Caffarelli reviewed the 39 federal court cases where Hanlon had entered an appearance, a study that “revealed that Mr. Hanlon has employed this identical pattern of obstruction, delay and hostility throughout his 10 years as an attorney, time and time again.”
Caffarelli, who could not be reached for comment, included a section titled “Mr. Hanlon has an extensive history of identical vexatious practices.”
In it, Caffarelli broke down Hanlon’s first 10 years as a lawyer.
“He has a demonstrated pattern,” Caffarelli wrote, “of late filings, filing late after receiving additional time, claiming to have sent something that opposing counsel never received, refusing to cooperate in discovery, failing to timely answer discovery, failing to schedule motions for presentment, attacking opposing counsel by accusing them of misconduct and failing to comply with court orders.”
Caffarelli listed examples:
• “In seven other cases (including twice in one case), Mr. Hanlon has requested additional time and/or to file … due to ‘computer problems,’ ‘computer issues,’ ‘PACER problems,’ ‘technical difficulties’ and email ‘error messages.’ ”

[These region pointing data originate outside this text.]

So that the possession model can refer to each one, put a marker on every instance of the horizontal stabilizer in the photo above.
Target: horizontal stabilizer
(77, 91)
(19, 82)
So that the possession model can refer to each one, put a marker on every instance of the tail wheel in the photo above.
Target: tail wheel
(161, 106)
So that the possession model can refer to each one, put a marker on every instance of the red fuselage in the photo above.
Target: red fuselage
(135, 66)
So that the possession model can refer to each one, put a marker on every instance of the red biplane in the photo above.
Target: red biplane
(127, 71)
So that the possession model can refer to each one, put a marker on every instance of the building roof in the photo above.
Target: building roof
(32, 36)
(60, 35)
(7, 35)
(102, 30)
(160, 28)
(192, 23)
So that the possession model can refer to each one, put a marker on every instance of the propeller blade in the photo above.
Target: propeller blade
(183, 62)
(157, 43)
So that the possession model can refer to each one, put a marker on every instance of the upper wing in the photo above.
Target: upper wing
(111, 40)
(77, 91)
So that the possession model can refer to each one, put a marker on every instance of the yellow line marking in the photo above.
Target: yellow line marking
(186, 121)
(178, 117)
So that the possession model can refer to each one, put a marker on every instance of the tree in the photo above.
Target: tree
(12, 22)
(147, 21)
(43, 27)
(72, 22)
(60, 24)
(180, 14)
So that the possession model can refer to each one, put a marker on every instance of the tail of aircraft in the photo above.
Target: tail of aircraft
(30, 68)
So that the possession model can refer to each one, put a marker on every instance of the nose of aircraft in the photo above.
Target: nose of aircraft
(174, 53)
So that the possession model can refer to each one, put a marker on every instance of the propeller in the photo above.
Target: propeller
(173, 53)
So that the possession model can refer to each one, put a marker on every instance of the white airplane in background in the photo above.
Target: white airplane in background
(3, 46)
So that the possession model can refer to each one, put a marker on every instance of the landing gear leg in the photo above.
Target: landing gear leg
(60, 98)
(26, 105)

• “In at least 14 other cases, Mr. Hanlon similarly filed multiple motions for leave to file … because he failed to meet a court-ordered deadline.”
• "In at least three other cases,
Mr. Hanlon falls back on the old excuse of having sent something, which magically never arrives."
The court did not sanction Hanlon, and the case later was settled.
‘Failed to answer the complaint’
In 2013, Hanlon represented a man named Michael Reschke and a company called Windmill Communities LLC in Wisconsin.
Windmill had borrowed about
$6.4 million from Talmer Bank, and the company later defaulted on five promissory notes, one of which was secured by a mortgage, according to Wisconsin Court of Appeals documents.
Talmer Bank sought foreclosure on the mortgage and monetary judgments against Windmill. Windmill’s counsel failed to respond to the complaint.
“The bank moved for a default judgment,” according to a May 8, 2013, court of appeals order. “Windmill failed to answer the complaint.”
The court ordered the mortgaged property to be sold at a sheriff’s sale.
“At the sheriff’s sale, the bank was the successful bidder on the mortgaged property,” the appeal order said. “Its motion for confirmation and for deficiency judgment against Reschke was supported by an affidavit of its counsel. Although Windmill filed no objection, at the hearing on the motion, the court granted it a thirty-day extension to file a responsive brief.”
Hanlon did not file anything, “explaining that he was in Minnesota on a Boy Scout canoe trip.”
Years later in Algonquin Township, in September 2017, an administrative law judge ordered Gasser to rehire three employees he fired on his first day in office with back pay and interest. The order came after Hanlon did not respond to a labor complaint.
Hanlon said he was not in the country when the notice showed up.
“At the time of the motion for default,” a motion said, “attorney Hanlon was in France.”